In its analysis, the Court examined Section 5(1)(l) of the RTI Act, which permits refusal of information where disclosure “would harm the integrity of an examination being conducted by the Department of Examination or a Higher Educational Institution”.

The judgement noted that the Sinhala text of the provision introduces an additional emphasis on confidentiality, but observed that there was no basis to deny an examinee access to their own answer script and the manner in which it had been evaluated.

“If a standard marking scheme were applied, to protect the integrity of the higher institution, it should be revealed. There cannot be hide-and-seek games in higher institutions, and transparency is a paramount consideration,” the Court said, while referring to Article 14A of the Constitution and the preamble to the RTI Act.

The Court also cited the earlier Court of Appeal ruling in Bank of Ceylon v. Right to Information Commission and S.M. Pasansani Anuradha, delivered in February 2024, where disclosure of examination-related information connected to a Bank of Ceylon recruitment examination was upheld on the grounds of public interest and transparency.

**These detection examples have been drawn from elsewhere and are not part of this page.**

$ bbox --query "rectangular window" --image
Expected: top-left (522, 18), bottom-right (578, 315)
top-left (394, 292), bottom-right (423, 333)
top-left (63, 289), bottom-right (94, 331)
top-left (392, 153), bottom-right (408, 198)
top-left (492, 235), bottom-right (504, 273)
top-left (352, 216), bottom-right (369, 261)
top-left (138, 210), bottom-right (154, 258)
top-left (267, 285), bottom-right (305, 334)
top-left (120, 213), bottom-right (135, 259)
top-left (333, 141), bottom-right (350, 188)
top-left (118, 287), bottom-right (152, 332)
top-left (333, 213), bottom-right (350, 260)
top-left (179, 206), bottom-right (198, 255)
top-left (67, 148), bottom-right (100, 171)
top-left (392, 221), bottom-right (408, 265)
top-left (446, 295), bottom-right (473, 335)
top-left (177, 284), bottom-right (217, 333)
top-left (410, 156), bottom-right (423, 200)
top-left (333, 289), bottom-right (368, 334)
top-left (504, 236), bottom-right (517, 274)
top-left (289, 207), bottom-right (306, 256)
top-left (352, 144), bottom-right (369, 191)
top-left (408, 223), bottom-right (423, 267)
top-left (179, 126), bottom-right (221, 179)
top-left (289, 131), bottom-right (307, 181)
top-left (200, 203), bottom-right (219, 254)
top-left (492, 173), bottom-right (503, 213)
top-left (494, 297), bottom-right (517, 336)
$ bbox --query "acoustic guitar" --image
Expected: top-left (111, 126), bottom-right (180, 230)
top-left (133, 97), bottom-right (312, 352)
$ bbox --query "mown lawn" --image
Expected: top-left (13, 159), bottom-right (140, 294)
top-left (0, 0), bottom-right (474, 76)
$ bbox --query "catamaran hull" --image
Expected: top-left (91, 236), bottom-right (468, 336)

Drawing on Indian jurisprudence, the Bench referred to the Indian Supreme Court decision in CBSE v. Aditya Bandopadhyay, which recognised evaluated answer books as “information” under RTI legislation and held that examinees are entitled to inspect or obtain certified copies of their own evaluated scripts, subject to confidentiality protections relating to examiners.

The Court further cited the Indian Supreme Court ruling in Mradul Mishra v. UPSC Chairman, which held that permitting candidates to inspect answer sheets does not adversely affect the efficient operation of government institutions, while reiterating that examiner identities may remain confidential.

Importantly, the Court held that the Open University’s internal by-laws governing examinations could not supersede the RTI Act. Referring to Section 4 of the Act, the judgement stated that the legislation prevails over inconsistent provisions in any other written law.

“Thus, the University By-Laws suppressing the RTI has no force in law,” the Court said.

The judgement also addressed procedural issues relating to the university’s decision to invoke the Court’s revisionary jurisdiction instead of pursuing the statutory right of appeal available under Section 34(1) of the RTI Act.

The Bench observed that revisionary jurisdiction is discretionary and reserved for exceptional circumstances involving manifest injustice or miscarriage of justice. It found that the university had failed to demonstrate such exceptional circumstances and had not explained why it failed to pursue the ordinary appellate remedy available under the statute.

The Court cited several Sri Lankan authorities on the limited scope of revisionary jurisdiction, including Rustom v. Hapangama, Attorney General v. Podisingho, Indika Roshan Francis v. Bulathsinghalage Lal Cooray, and Sunil Chandra Kumara v. Veloo.

Concluding that the petitioners had not acted with due diligence and that the circumstances did not warrant intervention under revisionary powers, the Court dismissed the application without costs.